I have two dataframes and I am trying to drop rows whose name is not found in the column names of other dataframe.
For example:
DF1
| ahmed | emad | ali | |
|---|---|---|---|
| —- | —- | —- | —- |
| —- | —- | —- | —- |
| —- | —- | —- | —- |
DF2
| names | |||
|---|---|---|---|
| emad | — | — | |
| ahmed | — | — | |
| ibrahim | — | — | |
| saad | — | — | — |
| hassan | — | — | — |
I am trying to drop the DF1 columns whose names aren’t in the names of DF2.
My code so far
library(dplyr)
`%notin%` <- Negate(`%in%`)
for ( i in seq_along(colnames(DF1))){
if (colnames(DF1)[i] %notin% rownames(DF2){
DF1=select(DF1,-i)
}
}
It gets the job done, however it raises this error:
Error: Can’t subset columns that don’t exist.
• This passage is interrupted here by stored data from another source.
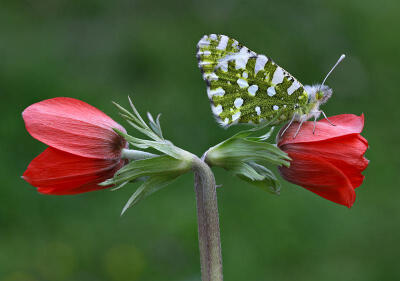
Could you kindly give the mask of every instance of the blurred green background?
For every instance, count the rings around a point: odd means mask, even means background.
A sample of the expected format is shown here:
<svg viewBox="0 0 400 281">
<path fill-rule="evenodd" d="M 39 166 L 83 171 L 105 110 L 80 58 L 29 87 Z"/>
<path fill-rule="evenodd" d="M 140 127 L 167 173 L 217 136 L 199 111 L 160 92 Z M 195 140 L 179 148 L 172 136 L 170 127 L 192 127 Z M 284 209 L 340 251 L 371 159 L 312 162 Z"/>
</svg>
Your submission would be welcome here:
<svg viewBox="0 0 400 281">
<path fill-rule="evenodd" d="M 38 194 L 20 176 L 45 146 L 21 112 L 69 96 L 126 125 L 110 101 L 130 95 L 142 112 L 163 113 L 168 139 L 201 155 L 236 130 L 214 122 L 197 68 L 196 43 L 209 33 L 305 84 L 347 54 L 324 110 L 364 112 L 370 143 L 352 209 L 288 183 L 273 196 L 215 169 L 225 280 L 400 280 L 399 13 L 397 0 L 2 0 L 0 280 L 200 280 L 191 174 L 123 217 L 135 185 Z"/>
</svg>

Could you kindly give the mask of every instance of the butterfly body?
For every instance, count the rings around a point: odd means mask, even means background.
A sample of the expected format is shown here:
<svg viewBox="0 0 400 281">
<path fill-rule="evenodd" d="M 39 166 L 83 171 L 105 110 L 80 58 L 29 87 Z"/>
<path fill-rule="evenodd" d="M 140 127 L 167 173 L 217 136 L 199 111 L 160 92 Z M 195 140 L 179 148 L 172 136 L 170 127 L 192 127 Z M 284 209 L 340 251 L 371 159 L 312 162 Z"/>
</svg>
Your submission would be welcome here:
<svg viewBox="0 0 400 281">
<path fill-rule="evenodd" d="M 303 86 L 265 55 L 225 35 L 205 35 L 197 58 L 217 121 L 280 124 L 318 118 L 332 95 L 327 86 Z"/>
</svg>

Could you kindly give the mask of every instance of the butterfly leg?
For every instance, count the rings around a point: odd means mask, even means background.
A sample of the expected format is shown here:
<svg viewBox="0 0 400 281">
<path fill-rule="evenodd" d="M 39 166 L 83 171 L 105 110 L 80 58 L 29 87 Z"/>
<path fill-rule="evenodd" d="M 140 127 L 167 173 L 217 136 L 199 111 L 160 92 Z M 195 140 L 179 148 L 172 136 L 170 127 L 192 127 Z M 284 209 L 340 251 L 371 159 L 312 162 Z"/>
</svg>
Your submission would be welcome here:
<svg viewBox="0 0 400 281">
<path fill-rule="evenodd" d="M 304 122 L 304 120 L 301 120 L 301 122 L 299 124 L 299 127 L 297 128 L 297 131 L 293 136 L 293 139 L 295 139 L 297 137 L 298 133 L 300 132 L 300 128 L 301 128 L 301 125 L 303 125 L 303 122 Z"/>
<path fill-rule="evenodd" d="M 332 126 L 336 126 L 335 124 L 333 124 L 333 123 L 328 119 L 328 117 L 326 117 L 325 112 L 323 112 L 323 111 L 321 110 L 321 113 L 324 115 L 324 118 L 325 118 L 326 120 L 328 120 L 329 124 L 331 124 Z"/>
<path fill-rule="evenodd" d="M 315 126 L 316 126 L 316 124 L 317 124 L 317 116 L 314 116 L 314 127 L 312 129 L 313 135 L 315 134 Z"/>
<path fill-rule="evenodd" d="M 293 121 L 295 118 L 295 114 L 293 114 L 292 120 L 290 120 L 289 124 L 286 126 L 286 128 L 282 131 L 281 136 L 286 132 L 287 129 L 289 129 L 290 125 L 292 125 Z"/>
</svg>

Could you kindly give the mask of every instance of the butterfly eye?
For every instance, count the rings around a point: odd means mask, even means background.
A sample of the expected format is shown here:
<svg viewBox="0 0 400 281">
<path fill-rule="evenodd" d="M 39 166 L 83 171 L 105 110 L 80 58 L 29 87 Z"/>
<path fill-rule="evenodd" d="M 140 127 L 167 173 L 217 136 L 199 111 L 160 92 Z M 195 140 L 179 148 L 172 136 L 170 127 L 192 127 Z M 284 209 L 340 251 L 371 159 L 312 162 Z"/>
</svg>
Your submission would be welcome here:
<svg viewBox="0 0 400 281">
<path fill-rule="evenodd" d="M 324 93 L 322 91 L 318 91 L 316 96 L 317 96 L 317 100 L 320 100 L 324 97 Z"/>
</svg>

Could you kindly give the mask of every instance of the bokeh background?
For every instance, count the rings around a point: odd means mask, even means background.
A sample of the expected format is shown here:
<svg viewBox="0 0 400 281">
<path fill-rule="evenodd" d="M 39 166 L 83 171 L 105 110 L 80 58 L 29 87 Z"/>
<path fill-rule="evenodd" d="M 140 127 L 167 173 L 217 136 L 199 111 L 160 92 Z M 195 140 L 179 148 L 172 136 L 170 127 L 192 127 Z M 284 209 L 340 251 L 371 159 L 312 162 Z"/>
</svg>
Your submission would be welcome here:
<svg viewBox="0 0 400 281">
<path fill-rule="evenodd" d="M 351 209 L 289 183 L 273 196 L 215 169 L 225 280 L 400 280 L 399 13 L 397 0 L 2 0 L 0 280 L 200 280 L 191 174 L 123 217 L 135 185 L 40 195 L 20 176 L 45 146 L 21 112 L 69 96 L 123 122 L 110 101 L 130 95 L 142 112 L 163 113 L 168 139 L 201 155 L 236 130 L 214 122 L 197 68 L 196 43 L 209 33 L 305 84 L 347 54 L 324 110 L 363 112 L 370 143 Z"/>
</svg>

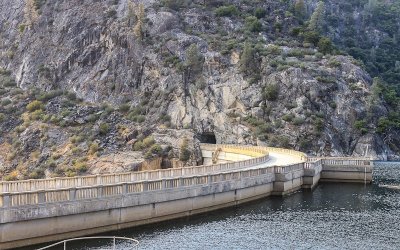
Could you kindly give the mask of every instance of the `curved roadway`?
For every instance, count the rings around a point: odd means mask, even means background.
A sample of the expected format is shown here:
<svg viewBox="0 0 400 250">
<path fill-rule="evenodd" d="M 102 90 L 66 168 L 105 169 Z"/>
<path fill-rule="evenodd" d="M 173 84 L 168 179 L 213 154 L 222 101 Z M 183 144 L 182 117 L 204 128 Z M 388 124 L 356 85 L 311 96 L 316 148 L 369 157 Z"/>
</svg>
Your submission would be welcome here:
<svg viewBox="0 0 400 250">
<path fill-rule="evenodd" d="M 268 167 L 268 166 L 286 166 L 290 164 L 302 163 L 304 160 L 301 160 L 298 156 L 288 155 L 284 153 L 275 153 L 270 152 L 268 161 L 265 162 L 265 165 L 262 166 L 253 166 L 244 169 L 257 169 L 260 167 Z"/>
</svg>

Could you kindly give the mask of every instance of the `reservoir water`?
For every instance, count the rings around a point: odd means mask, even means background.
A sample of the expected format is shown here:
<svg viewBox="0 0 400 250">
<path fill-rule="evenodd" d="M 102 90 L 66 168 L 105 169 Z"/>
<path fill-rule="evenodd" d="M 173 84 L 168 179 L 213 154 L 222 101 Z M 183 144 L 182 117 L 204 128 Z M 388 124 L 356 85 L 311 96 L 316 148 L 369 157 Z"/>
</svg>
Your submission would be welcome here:
<svg viewBox="0 0 400 250">
<path fill-rule="evenodd" d="M 400 190 L 382 184 L 400 185 L 400 162 L 375 163 L 372 185 L 322 183 L 313 192 L 106 235 L 138 239 L 139 249 L 400 249 Z M 110 246 L 91 244 L 68 249 Z"/>
</svg>

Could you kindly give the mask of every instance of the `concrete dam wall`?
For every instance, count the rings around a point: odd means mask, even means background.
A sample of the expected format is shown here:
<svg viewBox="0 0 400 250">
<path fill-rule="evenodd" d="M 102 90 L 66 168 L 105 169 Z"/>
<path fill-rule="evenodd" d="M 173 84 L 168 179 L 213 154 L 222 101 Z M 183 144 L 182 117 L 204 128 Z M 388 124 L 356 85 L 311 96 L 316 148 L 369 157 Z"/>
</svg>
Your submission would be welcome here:
<svg viewBox="0 0 400 250">
<path fill-rule="evenodd" d="M 253 146 L 204 144 L 201 149 L 205 162 L 216 163 L 0 182 L 0 249 L 191 216 L 312 189 L 320 180 L 372 180 L 369 159 L 307 158 L 293 150 Z"/>
</svg>

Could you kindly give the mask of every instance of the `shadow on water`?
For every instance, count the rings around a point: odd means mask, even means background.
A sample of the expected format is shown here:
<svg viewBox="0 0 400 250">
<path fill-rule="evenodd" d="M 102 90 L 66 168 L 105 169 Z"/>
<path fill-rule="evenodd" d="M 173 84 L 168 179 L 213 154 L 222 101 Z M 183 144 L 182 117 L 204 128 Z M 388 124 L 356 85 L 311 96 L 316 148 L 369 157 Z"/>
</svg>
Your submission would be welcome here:
<svg viewBox="0 0 400 250">
<path fill-rule="evenodd" d="M 372 185 L 322 183 L 313 192 L 105 235 L 136 238 L 139 249 L 400 249 L 400 190 L 380 184 L 400 184 L 400 163 L 377 162 Z"/>
</svg>

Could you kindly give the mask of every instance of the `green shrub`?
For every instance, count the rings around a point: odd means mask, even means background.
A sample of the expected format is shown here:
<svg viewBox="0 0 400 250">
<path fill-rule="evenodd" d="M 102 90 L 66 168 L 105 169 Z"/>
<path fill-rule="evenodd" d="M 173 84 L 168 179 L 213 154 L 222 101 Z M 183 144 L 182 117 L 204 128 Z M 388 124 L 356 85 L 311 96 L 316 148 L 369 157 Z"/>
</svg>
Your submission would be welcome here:
<svg viewBox="0 0 400 250">
<path fill-rule="evenodd" d="M 300 150 L 308 150 L 312 147 L 312 141 L 310 139 L 304 138 L 304 137 L 299 139 L 298 144 L 299 144 Z"/>
<path fill-rule="evenodd" d="M 99 144 L 96 142 L 92 142 L 89 146 L 89 154 L 90 155 L 94 155 L 95 153 L 97 153 L 97 151 L 99 151 Z"/>
<path fill-rule="evenodd" d="M 71 152 L 72 152 L 72 154 L 77 155 L 82 152 L 82 149 L 74 146 L 74 147 L 71 147 Z"/>
<path fill-rule="evenodd" d="M 294 115 L 293 114 L 285 114 L 282 116 L 282 120 L 286 121 L 286 122 L 291 122 L 294 119 Z"/>
<path fill-rule="evenodd" d="M 251 76 L 258 73 L 258 63 L 256 51 L 250 42 L 244 44 L 243 52 L 240 55 L 239 69 L 245 76 Z"/>
<path fill-rule="evenodd" d="M 67 176 L 67 177 L 75 177 L 76 176 L 76 171 L 74 171 L 72 169 L 67 169 L 65 171 L 65 176 Z"/>
<path fill-rule="evenodd" d="M 322 37 L 318 41 L 318 51 L 323 54 L 330 54 L 333 51 L 333 44 L 328 37 Z"/>
<path fill-rule="evenodd" d="M 0 122 L 3 122 L 6 119 L 6 115 L 4 113 L 0 113 Z"/>
<path fill-rule="evenodd" d="M 90 114 L 87 119 L 88 119 L 88 122 L 96 122 L 99 119 L 99 115 Z"/>
<path fill-rule="evenodd" d="M 332 77 L 332 76 L 317 76 L 315 79 L 317 79 L 317 81 L 323 82 L 323 83 L 335 83 L 336 82 L 336 78 Z"/>
<path fill-rule="evenodd" d="M 73 144 L 80 143 L 80 142 L 83 141 L 83 137 L 82 136 L 78 136 L 78 135 L 74 135 L 69 139 L 69 141 L 71 143 L 73 143 Z"/>
<path fill-rule="evenodd" d="M 74 92 L 68 92 L 67 93 L 67 98 L 71 101 L 75 101 L 76 100 L 76 94 Z"/>
<path fill-rule="evenodd" d="M 245 28 L 251 32 L 260 32 L 262 30 L 262 24 L 255 16 L 248 16 L 245 20 Z"/>
<path fill-rule="evenodd" d="M 282 49 L 277 45 L 269 45 L 267 47 L 267 53 L 272 55 L 280 55 L 282 54 Z"/>
<path fill-rule="evenodd" d="M 0 75 L 0 84 L 4 87 L 15 87 L 17 84 L 10 75 Z"/>
<path fill-rule="evenodd" d="M 42 102 L 47 102 L 48 100 L 51 100 L 57 96 L 60 96 L 63 94 L 62 90 L 53 90 L 47 93 L 41 93 L 36 96 L 36 99 Z"/>
<path fill-rule="evenodd" d="M 87 171 L 88 166 L 85 162 L 78 161 L 75 163 L 75 170 L 79 173 L 84 173 Z"/>
<path fill-rule="evenodd" d="M 268 101 L 276 101 L 279 96 L 278 84 L 268 84 L 263 89 L 263 97 Z"/>
<path fill-rule="evenodd" d="M 145 147 L 144 147 L 142 141 L 137 141 L 137 142 L 135 142 L 135 144 L 133 144 L 133 150 L 134 150 L 134 151 L 141 151 L 141 150 L 143 150 L 144 148 L 145 148 Z"/>
<path fill-rule="evenodd" d="M 110 131 L 110 126 L 107 123 L 102 123 L 99 126 L 100 135 L 106 135 Z"/>
<path fill-rule="evenodd" d="M 338 67 L 342 66 L 342 63 L 333 59 L 333 60 L 329 60 L 329 66 L 333 67 L 333 68 L 338 68 Z"/>
<path fill-rule="evenodd" d="M 38 100 L 35 100 L 35 101 L 29 103 L 28 105 L 26 105 L 26 109 L 29 112 L 33 112 L 35 110 L 42 109 L 42 108 L 43 108 L 43 103 Z"/>
<path fill-rule="evenodd" d="M 244 118 L 244 121 L 254 127 L 260 126 L 261 124 L 264 123 L 262 120 L 258 119 L 257 117 L 254 117 L 254 116 L 247 116 L 246 118 Z"/>
<path fill-rule="evenodd" d="M 317 46 L 320 39 L 319 33 L 315 31 L 304 32 L 303 37 L 305 42 L 312 43 L 314 46 Z"/>
<path fill-rule="evenodd" d="M 9 175 L 4 176 L 5 181 L 16 181 L 18 180 L 18 172 L 13 171 Z"/>
<path fill-rule="evenodd" d="M 10 98 L 4 98 L 4 99 L 1 100 L 1 106 L 3 106 L 3 107 L 7 106 L 10 103 L 12 103 Z"/>
<path fill-rule="evenodd" d="M 43 110 L 38 109 L 38 110 L 33 111 L 33 112 L 30 114 L 30 119 L 31 119 L 31 120 L 34 120 L 34 121 L 42 120 L 43 115 L 44 115 Z"/>
<path fill-rule="evenodd" d="M 144 115 L 134 115 L 134 116 L 128 116 L 128 119 L 133 122 L 142 123 L 146 120 L 146 117 Z"/>
<path fill-rule="evenodd" d="M 169 116 L 169 115 L 167 115 L 165 113 L 162 113 L 160 115 L 160 121 L 161 122 L 170 122 L 171 121 L 171 116 Z"/>
<path fill-rule="evenodd" d="M 156 155 L 161 155 L 162 148 L 159 144 L 154 144 L 153 146 L 151 146 L 150 152 L 152 152 L 153 154 L 156 154 Z"/>
<path fill-rule="evenodd" d="M 191 44 L 186 49 L 185 67 L 193 77 L 196 77 L 203 70 L 204 56 L 200 53 L 196 44 Z M 193 80 L 193 79 L 192 79 Z"/>
<path fill-rule="evenodd" d="M 354 122 L 354 128 L 361 132 L 361 134 L 365 134 L 368 132 L 367 122 L 365 120 L 357 120 Z"/>
<path fill-rule="evenodd" d="M 215 15 L 217 16 L 237 16 L 239 10 L 234 5 L 221 6 L 215 9 Z"/>
<path fill-rule="evenodd" d="M 20 24 L 20 25 L 18 26 L 18 30 L 19 30 L 20 33 L 24 33 L 25 28 L 26 28 L 26 25 L 25 25 L 25 24 Z"/>
<path fill-rule="evenodd" d="M 121 106 L 118 107 L 118 110 L 122 113 L 127 113 L 131 109 L 131 105 L 128 103 L 122 104 Z"/>
<path fill-rule="evenodd" d="M 191 154 L 192 152 L 190 152 L 190 150 L 188 149 L 188 140 L 187 138 L 184 138 L 181 145 L 179 160 L 187 162 L 190 159 Z"/>
<path fill-rule="evenodd" d="M 148 137 L 144 138 L 144 140 L 143 140 L 143 146 L 145 148 L 150 147 L 154 143 L 156 143 L 156 141 L 154 140 L 153 136 L 148 136 Z"/>
<path fill-rule="evenodd" d="M 322 132 L 322 130 L 324 129 L 325 126 L 325 122 L 324 119 L 322 118 L 316 118 L 314 121 L 314 126 L 317 132 Z"/>
<path fill-rule="evenodd" d="M 28 176 L 29 179 L 40 179 L 43 178 L 44 175 L 44 170 L 42 168 L 40 169 L 35 169 L 33 172 L 31 172 Z"/>
<path fill-rule="evenodd" d="M 293 124 L 296 125 L 296 126 L 300 126 L 300 125 L 302 125 L 303 123 L 304 123 L 304 118 L 295 117 L 295 118 L 293 119 Z"/>
<path fill-rule="evenodd" d="M 267 12 L 263 8 L 256 8 L 254 10 L 254 16 L 256 16 L 257 18 L 263 18 L 266 14 Z"/>
</svg>

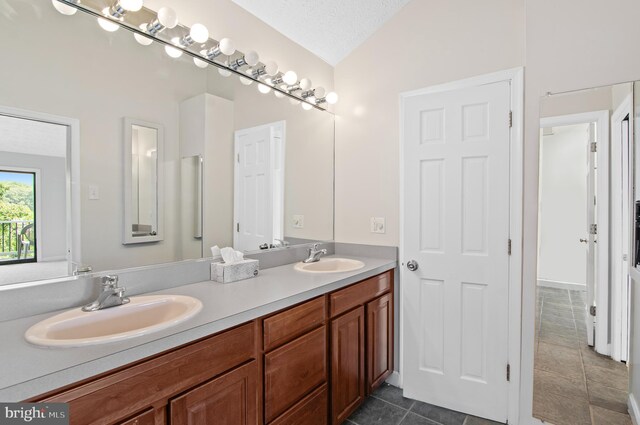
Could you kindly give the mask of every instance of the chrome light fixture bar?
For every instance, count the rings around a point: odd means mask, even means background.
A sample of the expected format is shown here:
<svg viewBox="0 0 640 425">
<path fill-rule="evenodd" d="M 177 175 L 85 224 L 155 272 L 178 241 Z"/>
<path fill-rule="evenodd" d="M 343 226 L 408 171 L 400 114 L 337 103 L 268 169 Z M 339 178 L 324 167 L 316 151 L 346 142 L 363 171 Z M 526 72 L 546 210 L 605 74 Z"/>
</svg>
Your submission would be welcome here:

and if run the code again it drops "ahmed" and "emad" column even they exist in the DF2!!
>Solution :
The issue with your loop is that you set up looping to go across all columns, but you delete columns as you go. By the time you get to column 20, you have deleted several columns and there is no longer a column 20!
But you don’t need a loop at all for this.
cols_to_keep = intersect(colnames(DF1), rownames(DF2))
DF1 = DF1[cols_to_keep]